Fez-se tarde para a escritora, que teria uma noite prolongada de palavras. Concedeu-me mais uma pergunta. Poderemos pensar que o nome é a cebola e a batata, a coisa. Convoquei os seus poemas de cozinha. A sua mãe ensinou-lhe poemas, enquanto cozinhava. A poesia continuou neste universo. Ambas, a cozinha e a poesia, encontram-se na experiência alquímica, que é de transmutação. Em “PEQUENÍSSIMA REVISITAÇÃOA DESEJAR-SE”, lemos:

Enquanto o peixe grelha, descuidado:
o aroma dourado do incenso a romper
pela cozinha

Vem da mesa na sala, onde,
igual a vulcão, um cone colorido
sustenta a haste fina do incenso

E eu fazendo de mago,
de Menina, de Mãe e de pastor,
tudo em mesma figura
no fervor da cozinha

Em fogo lento, cumpre-se a Palavra
e uma batata só
(falta-me a mirra e o ouro)

Mas vede como, esquivo,
o peixe se queimou,
e o verso em combustão
ficou desfeito!

Ah saber acender um cenário perfeito:
além de incenso, a outra especiaria,
algum tesouro, a erupção dourada,

o preclaro milagre
de um novo peixe,
aqui

E não este puré
sem cântico nem luzes nem noites estreladas:
matéria em que a batata, esquecida,
se tornou

Este episódio passou-se ali mesmo. Naquela porta, que dá para a sala, é a cozinha. Ana Luísa saiu da divisão e foi escrever. Esqueceu-se do peixe. Já não pôde ser a sua refeição. Mas tinha o poema e o presépio. A cozinha também pode ser esse lugar quente, daquele início, de que a poetisa fala com afecto.

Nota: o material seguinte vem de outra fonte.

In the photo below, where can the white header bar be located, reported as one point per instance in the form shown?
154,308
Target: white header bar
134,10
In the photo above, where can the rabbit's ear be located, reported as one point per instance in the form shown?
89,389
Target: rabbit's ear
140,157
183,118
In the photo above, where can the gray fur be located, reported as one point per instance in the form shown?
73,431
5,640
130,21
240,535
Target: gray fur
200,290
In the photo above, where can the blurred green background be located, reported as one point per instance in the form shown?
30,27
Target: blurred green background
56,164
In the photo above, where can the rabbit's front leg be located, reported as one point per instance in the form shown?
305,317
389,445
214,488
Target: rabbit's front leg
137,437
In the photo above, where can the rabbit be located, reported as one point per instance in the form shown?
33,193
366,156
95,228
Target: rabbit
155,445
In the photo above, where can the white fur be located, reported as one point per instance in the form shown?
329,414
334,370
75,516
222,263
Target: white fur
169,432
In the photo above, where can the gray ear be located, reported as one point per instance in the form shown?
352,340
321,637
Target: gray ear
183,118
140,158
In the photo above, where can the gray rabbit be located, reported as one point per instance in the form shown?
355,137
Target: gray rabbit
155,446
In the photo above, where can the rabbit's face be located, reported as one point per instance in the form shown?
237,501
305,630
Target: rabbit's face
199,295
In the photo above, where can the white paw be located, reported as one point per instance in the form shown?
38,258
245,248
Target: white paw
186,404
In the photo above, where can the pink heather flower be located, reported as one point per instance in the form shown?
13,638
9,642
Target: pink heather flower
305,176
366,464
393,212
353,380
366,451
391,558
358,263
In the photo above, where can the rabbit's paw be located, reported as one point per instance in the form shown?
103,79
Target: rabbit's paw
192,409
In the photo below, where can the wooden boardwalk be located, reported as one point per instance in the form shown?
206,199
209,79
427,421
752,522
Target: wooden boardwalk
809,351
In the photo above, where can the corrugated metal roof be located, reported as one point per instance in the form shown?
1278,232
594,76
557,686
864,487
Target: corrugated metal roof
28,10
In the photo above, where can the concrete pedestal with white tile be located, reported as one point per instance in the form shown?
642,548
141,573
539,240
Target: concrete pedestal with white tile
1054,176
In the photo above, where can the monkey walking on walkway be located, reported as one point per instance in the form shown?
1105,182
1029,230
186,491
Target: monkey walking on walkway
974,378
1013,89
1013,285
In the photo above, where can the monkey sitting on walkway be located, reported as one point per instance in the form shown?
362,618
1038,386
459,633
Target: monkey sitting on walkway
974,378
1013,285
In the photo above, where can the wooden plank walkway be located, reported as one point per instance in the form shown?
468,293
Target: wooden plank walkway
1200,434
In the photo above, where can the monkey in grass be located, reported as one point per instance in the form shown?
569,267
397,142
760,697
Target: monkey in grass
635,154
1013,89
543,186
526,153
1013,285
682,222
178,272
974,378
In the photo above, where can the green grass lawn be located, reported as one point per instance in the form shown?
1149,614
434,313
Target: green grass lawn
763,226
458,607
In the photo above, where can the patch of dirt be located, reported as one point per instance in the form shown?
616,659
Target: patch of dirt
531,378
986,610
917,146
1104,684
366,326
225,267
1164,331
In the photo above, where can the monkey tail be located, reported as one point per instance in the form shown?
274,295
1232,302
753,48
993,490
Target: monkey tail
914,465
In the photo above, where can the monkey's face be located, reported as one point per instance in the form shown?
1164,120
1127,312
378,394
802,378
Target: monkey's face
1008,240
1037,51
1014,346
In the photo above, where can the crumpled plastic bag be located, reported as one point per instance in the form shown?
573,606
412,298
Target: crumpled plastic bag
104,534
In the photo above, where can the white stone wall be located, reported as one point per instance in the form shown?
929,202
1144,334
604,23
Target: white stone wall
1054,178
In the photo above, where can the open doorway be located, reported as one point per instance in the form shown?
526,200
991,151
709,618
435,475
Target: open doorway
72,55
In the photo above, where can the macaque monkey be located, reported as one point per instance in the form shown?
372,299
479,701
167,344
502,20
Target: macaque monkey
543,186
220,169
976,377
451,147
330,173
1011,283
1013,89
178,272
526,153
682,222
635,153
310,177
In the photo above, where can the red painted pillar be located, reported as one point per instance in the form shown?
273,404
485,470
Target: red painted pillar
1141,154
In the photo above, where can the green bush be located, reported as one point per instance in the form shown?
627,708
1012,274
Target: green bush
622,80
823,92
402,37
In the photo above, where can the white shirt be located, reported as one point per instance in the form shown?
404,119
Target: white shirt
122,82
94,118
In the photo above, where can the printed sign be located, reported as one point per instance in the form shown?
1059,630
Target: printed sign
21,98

“A cozinha assume, ao longo da minha poesia, muitos espaços outros. A cozinha, os espaços domésticos, os espaços com ela ligados… Por exemplo, no primeiro livro:

Faça-se luz
neste mundo profano
que é o meu gabinete
de trabalho:
uma despensa.

“Metamorfoses”, Minha Senhora de Quê, 1990, v.1-4

“O presépio tem vários níveis. Tem, por um lado, o retorno à infância. Quem escreve poesia tem sempre de ter, e eu tenho bastante isso. A minha mãe diz: ‘que tristeza… Às vezes, pareces uma criança.’ Tenho, às vezes, um olhar pouco infantil. Acho que deveríamos praticar, assim, uma espécie de filosofia do maravilhamento …. É que há coisas tão extraordinárias, Raquel…Tão bonitas…. De manhã, há dias em que a gente abre persiana, abre e, de repente, vê um sol e diz: ‘é maravilhoso estar vivo’.” Recorda Emily Dickson, autora que estudou no doutoramento:  “‘estar vivo é ter poder’. É poder, no bom sentido. Depois, por outro lado, é um espaço de adoração, claro, de Jesus Menino. Mas é um espaço, também de pureza, para mim, de pureza, e ainda não de contaminação, com aquilo que fizeram depois, os que vieram a seguir a Ele. Ou seja, Esse que dá lugar a uma religião tão poderosa, nasceu pobre, aquecido, tal como o mito ensina, só pela respiração, expiração. Inspirado, somente, pela expiração de um boi e uma vaca. Nasceu no meio de palhas. Quem é que o adora? São os pastores que ali vão, a mãe e os reis, esses poderosos, que vêm dizer ‘eu não sou nada perante aquilo que traz o amor’. Ora, até parece que estou aqui a falar que sou uma pessoa que vai à igreja, vai à missa…. Não tem nada que ver. Tem que ver, de facto, com aquilo que acho que é a base do cristianismo, não do catolicismo, do cristianismo. Repare. É absolutamente extraordinário, porque diz: ‘se te baterem numa face, dá a outra’, ‘bem-aventurados os pobres, porque deles será o reino dos céus’, ‘um rico não poderá passar, nunca, no fundo de uma agulha’.  É, de facto, uma religião do humilde, daquele que nada tem. Neste meu último livro Ágora, tenho um poema que acaba ‘Cristo não era já a face dos justos/ mas o rosto de todos os/ que habitam os restos/ e rasto da Justiça’. Esses que são os sem abrigo, que são os pobres, os refugiados. Para mim, o presépio é isso, percebe?”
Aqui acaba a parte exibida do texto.